# 230 5.9L  Diesel



## garybach (Feb 26, 2006)

Am looking at at a 1996 Itasca 34 foot Suncruiser, with a 230 5.9L Diesel engine.   Does anyone have any experience with this engine relative to pulling power and torque.  We pull horses with our current '88 Pace Arrow 454 Chevy Chassis, but want to upgrade to a Diesel pusher.


----------



## C Nash (Feb 26, 2006)

230 5.9L  Diesel

Gary, does the 454 tow the trailer ok? What size trailer and loaded weight? I have no experience with the 5.9 engine.


----------



## gunny (Feb 27, 2006)

230 5.9L  Diesel

Gary,

I have had both 454 big Block and 5.9L Cummins powered rigs, at present I have a 2006 Seneca Duramax powered rig. Of the three different engines I can say the Cummins 5.9L is the best hands down. The 5.9L is a torque monster and well out perform the 454 Gas rig by a mile. I am not sure about your 230 the 305 would be a much better choice, but since this RV is in fact powered by a 230 you don't have much of a choice. but thats cool as there are severeal ways to increase the output safely of this 230 5.9L, it just takes money.

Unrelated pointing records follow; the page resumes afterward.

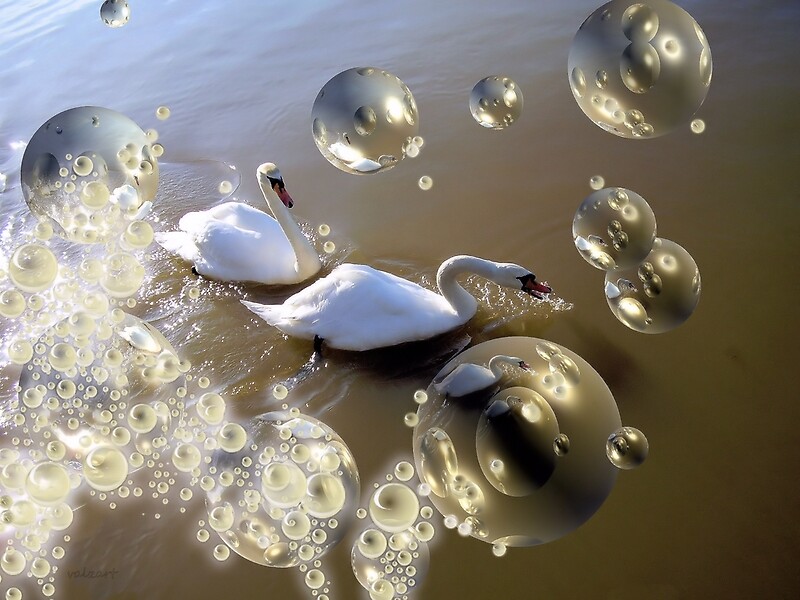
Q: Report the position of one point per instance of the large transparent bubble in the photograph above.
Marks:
(639, 69)
(283, 494)
(614, 228)
(495, 102)
(84, 168)
(527, 464)
(657, 295)
(364, 120)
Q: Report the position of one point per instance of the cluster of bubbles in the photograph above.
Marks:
(652, 284)
(365, 120)
(495, 102)
(390, 557)
(526, 461)
(639, 69)
(106, 407)
(115, 13)
(88, 167)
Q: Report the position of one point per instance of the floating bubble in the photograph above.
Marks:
(33, 267)
(375, 559)
(514, 441)
(394, 507)
(659, 294)
(495, 102)
(627, 448)
(107, 151)
(105, 468)
(115, 13)
(225, 187)
(564, 491)
(614, 228)
(425, 183)
(47, 484)
(305, 493)
(639, 70)
(364, 120)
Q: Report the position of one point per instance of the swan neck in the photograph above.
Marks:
(462, 301)
(307, 261)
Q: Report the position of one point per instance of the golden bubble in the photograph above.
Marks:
(12, 304)
(105, 468)
(33, 267)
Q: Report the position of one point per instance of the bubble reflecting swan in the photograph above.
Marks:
(364, 120)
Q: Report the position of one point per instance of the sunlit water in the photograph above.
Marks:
(240, 80)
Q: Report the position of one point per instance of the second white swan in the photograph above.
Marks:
(236, 242)
(358, 308)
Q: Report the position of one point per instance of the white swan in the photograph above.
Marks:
(360, 308)
(236, 242)
(468, 378)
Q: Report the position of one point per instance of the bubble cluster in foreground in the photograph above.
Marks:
(614, 228)
(496, 102)
(390, 557)
(657, 295)
(524, 465)
(286, 491)
(85, 169)
(365, 120)
(639, 70)
(115, 13)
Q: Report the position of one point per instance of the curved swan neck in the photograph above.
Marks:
(307, 260)
(461, 300)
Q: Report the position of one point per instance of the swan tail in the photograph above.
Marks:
(177, 242)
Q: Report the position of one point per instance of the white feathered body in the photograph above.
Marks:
(357, 307)
(233, 242)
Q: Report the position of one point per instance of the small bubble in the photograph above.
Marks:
(698, 126)
(225, 187)
(425, 183)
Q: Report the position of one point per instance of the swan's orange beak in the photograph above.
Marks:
(534, 288)
(283, 195)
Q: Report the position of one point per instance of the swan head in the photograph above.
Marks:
(269, 176)
(514, 276)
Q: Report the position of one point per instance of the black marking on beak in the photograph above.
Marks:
(532, 287)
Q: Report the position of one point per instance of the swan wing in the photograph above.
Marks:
(465, 379)
(357, 307)
(233, 242)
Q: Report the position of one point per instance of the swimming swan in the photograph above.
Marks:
(360, 308)
(468, 378)
(236, 242)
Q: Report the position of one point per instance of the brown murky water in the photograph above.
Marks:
(714, 510)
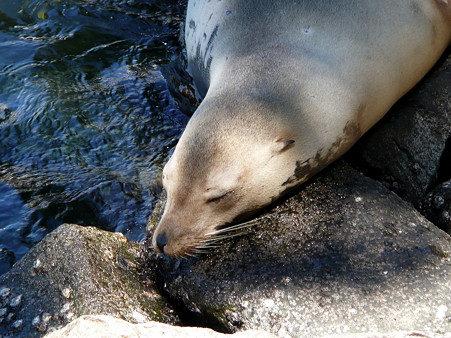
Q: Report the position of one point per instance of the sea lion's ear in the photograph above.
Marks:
(283, 144)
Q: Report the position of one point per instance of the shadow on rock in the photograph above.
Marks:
(344, 255)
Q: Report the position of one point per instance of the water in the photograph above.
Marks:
(86, 118)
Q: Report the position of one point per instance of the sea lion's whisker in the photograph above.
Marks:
(236, 226)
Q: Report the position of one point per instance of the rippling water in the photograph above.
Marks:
(86, 119)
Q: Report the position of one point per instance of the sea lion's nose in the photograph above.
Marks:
(162, 240)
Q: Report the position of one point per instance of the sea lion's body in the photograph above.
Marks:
(289, 86)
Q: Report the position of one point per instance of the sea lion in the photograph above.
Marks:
(288, 87)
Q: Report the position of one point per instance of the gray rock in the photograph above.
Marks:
(107, 326)
(407, 151)
(77, 271)
(437, 206)
(344, 255)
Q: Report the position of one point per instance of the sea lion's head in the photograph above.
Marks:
(223, 169)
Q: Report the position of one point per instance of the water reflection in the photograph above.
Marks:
(86, 119)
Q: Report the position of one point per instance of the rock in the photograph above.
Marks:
(437, 206)
(107, 326)
(77, 271)
(407, 151)
(344, 255)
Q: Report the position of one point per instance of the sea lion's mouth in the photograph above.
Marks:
(211, 240)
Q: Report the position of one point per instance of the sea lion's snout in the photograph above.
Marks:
(161, 241)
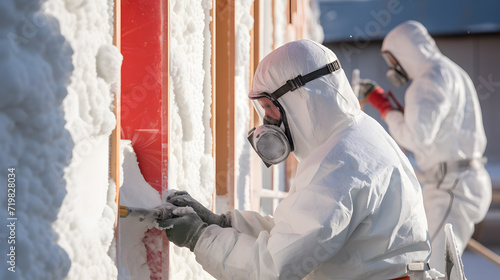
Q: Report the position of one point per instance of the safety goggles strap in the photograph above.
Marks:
(300, 80)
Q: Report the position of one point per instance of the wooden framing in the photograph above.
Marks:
(224, 98)
(213, 61)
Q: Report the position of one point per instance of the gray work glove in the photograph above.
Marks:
(184, 229)
(182, 199)
(366, 87)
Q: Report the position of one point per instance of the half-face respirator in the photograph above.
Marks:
(396, 74)
(273, 140)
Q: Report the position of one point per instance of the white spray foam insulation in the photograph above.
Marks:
(86, 220)
(134, 192)
(244, 23)
(191, 166)
(35, 66)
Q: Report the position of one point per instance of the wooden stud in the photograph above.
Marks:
(224, 98)
(213, 61)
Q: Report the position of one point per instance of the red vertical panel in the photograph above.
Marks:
(144, 104)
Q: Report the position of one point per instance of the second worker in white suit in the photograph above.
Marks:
(442, 126)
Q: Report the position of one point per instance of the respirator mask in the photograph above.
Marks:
(396, 75)
(272, 141)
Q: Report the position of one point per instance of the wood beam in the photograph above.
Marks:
(224, 98)
(213, 62)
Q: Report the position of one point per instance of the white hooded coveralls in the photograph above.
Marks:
(355, 209)
(442, 122)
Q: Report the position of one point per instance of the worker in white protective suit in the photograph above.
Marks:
(442, 126)
(355, 210)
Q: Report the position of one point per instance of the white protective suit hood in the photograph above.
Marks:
(413, 47)
(317, 109)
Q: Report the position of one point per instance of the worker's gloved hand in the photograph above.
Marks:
(366, 87)
(182, 198)
(184, 229)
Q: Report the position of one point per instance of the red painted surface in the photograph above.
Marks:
(144, 104)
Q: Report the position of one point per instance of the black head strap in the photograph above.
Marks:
(300, 80)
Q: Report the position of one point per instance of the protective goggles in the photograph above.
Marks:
(268, 140)
(393, 63)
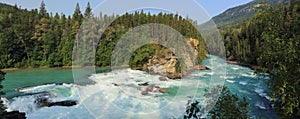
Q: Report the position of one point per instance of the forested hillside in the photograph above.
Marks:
(37, 38)
(271, 41)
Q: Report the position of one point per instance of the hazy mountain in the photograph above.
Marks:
(236, 15)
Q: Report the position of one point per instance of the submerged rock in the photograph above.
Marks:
(13, 115)
(163, 90)
(144, 84)
(162, 78)
(145, 92)
(42, 100)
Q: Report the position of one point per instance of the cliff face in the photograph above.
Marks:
(172, 66)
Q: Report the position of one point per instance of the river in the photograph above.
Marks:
(104, 100)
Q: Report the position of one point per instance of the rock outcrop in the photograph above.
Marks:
(165, 63)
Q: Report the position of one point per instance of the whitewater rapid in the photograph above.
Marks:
(105, 99)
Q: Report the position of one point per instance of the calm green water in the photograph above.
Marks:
(240, 80)
(34, 77)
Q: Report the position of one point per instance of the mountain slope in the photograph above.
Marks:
(237, 15)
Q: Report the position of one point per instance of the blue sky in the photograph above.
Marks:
(213, 7)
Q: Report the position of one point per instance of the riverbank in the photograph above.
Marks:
(46, 67)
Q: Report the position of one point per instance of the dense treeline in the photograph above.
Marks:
(37, 38)
(271, 41)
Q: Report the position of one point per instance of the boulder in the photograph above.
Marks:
(163, 90)
(144, 84)
(145, 92)
(162, 78)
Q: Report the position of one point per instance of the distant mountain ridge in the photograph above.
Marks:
(237, 15)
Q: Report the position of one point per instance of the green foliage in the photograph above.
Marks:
(2, 77)
(34, 39)
(271, 41)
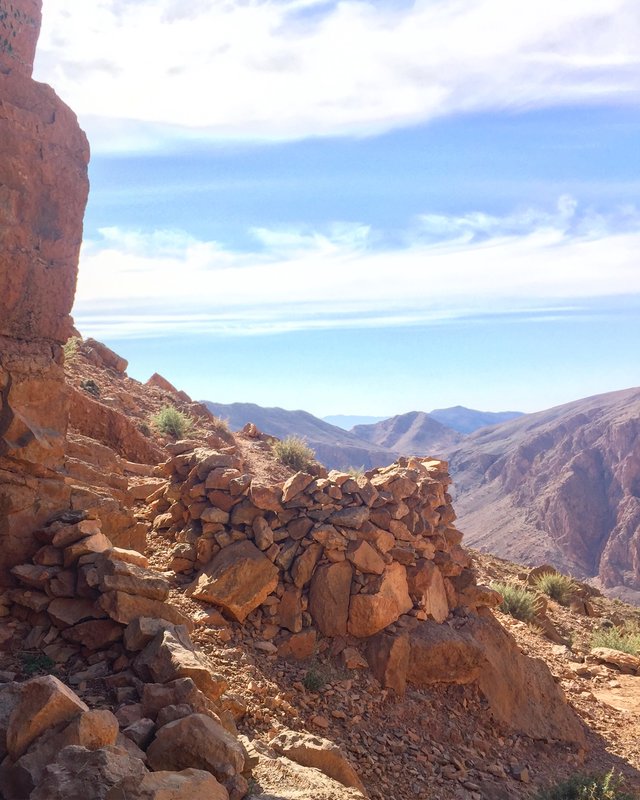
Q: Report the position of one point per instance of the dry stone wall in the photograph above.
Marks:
(330, 555)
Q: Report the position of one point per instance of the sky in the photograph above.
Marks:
(359, 207)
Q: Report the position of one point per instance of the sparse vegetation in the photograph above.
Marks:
(556, 586)
(70, 347)
(517, 601)
(295, 453)
(587, 787)
(172, 422)
(626, 639)
(315, 679)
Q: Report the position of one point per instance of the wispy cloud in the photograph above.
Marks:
(144, 72)
(540, 264)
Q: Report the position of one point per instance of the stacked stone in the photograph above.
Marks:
(334, 554)
(79, 592)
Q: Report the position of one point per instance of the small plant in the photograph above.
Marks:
(295, 453)
(172, 422)
(36, 664)
(558, 587)
(625, 639)
(90, 386)
(516, 601)
(70, 347)
(587, 787)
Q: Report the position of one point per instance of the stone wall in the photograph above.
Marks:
(334, 555)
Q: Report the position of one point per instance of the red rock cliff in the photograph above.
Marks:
(43, 192)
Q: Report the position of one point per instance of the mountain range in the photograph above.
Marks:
(366, 446)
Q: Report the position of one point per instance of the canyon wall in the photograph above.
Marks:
(43, 192)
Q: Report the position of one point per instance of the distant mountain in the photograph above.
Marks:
(334, 447)
(415, 433)
(468, 420)
(559, 486)
(347, 422)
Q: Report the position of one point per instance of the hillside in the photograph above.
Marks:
(561, 486)
(415, 433)
(334, 447)
(468, 420)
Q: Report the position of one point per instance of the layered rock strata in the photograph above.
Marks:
(43, 191)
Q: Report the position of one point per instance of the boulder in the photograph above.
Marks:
(237, 579)
(199, 742)
(168, 657)
(124, 608)
(426, 587)
(314, 751)
(329, 598)
(80, 774)
(371, 613)
(189, 784)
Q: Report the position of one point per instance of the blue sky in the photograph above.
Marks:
(358, 207)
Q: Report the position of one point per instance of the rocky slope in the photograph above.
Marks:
(561, 486)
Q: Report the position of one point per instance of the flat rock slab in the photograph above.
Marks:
(237, 579)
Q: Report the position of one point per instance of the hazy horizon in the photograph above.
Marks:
(360, 207)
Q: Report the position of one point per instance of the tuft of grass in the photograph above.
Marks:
(70, 347)
(517, 601)
(295, 453)
(172, 422)
(558, 587)
(587, 787)
(625, 639)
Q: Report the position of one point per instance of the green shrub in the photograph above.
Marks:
(625, 639)
(558, 587)
(70, 347)
(295, 453)
(517, 601)
(587, 787)
(173, 422)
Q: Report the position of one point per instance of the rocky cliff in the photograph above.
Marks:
(43, 191)
(561, 486)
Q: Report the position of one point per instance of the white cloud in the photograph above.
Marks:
(533, 263)
(294, 68)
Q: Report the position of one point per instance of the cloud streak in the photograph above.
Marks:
(295, 68)
(534, 264)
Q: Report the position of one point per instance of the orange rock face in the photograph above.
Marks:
(43, 191)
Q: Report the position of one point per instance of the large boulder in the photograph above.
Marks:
(371, 613)
(237, 579)
(199, 742)
(329, 597)
(314, 751)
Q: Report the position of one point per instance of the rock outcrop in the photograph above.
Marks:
(561, 486)
(43, 191)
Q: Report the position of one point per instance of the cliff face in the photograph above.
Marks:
(43, 192)
(562, 486)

The 454 is a great engine, for what it is, no doubt about it. it is simply not in the class of a diesel like the Cummins. Now if you really and truly want a big dollar disappointment get a Duramax Chevy powered rig. My new coach with this underpowered mess is something else altogether. Go with the 5.9L I don't believe you will be sorry.

Gunny


----------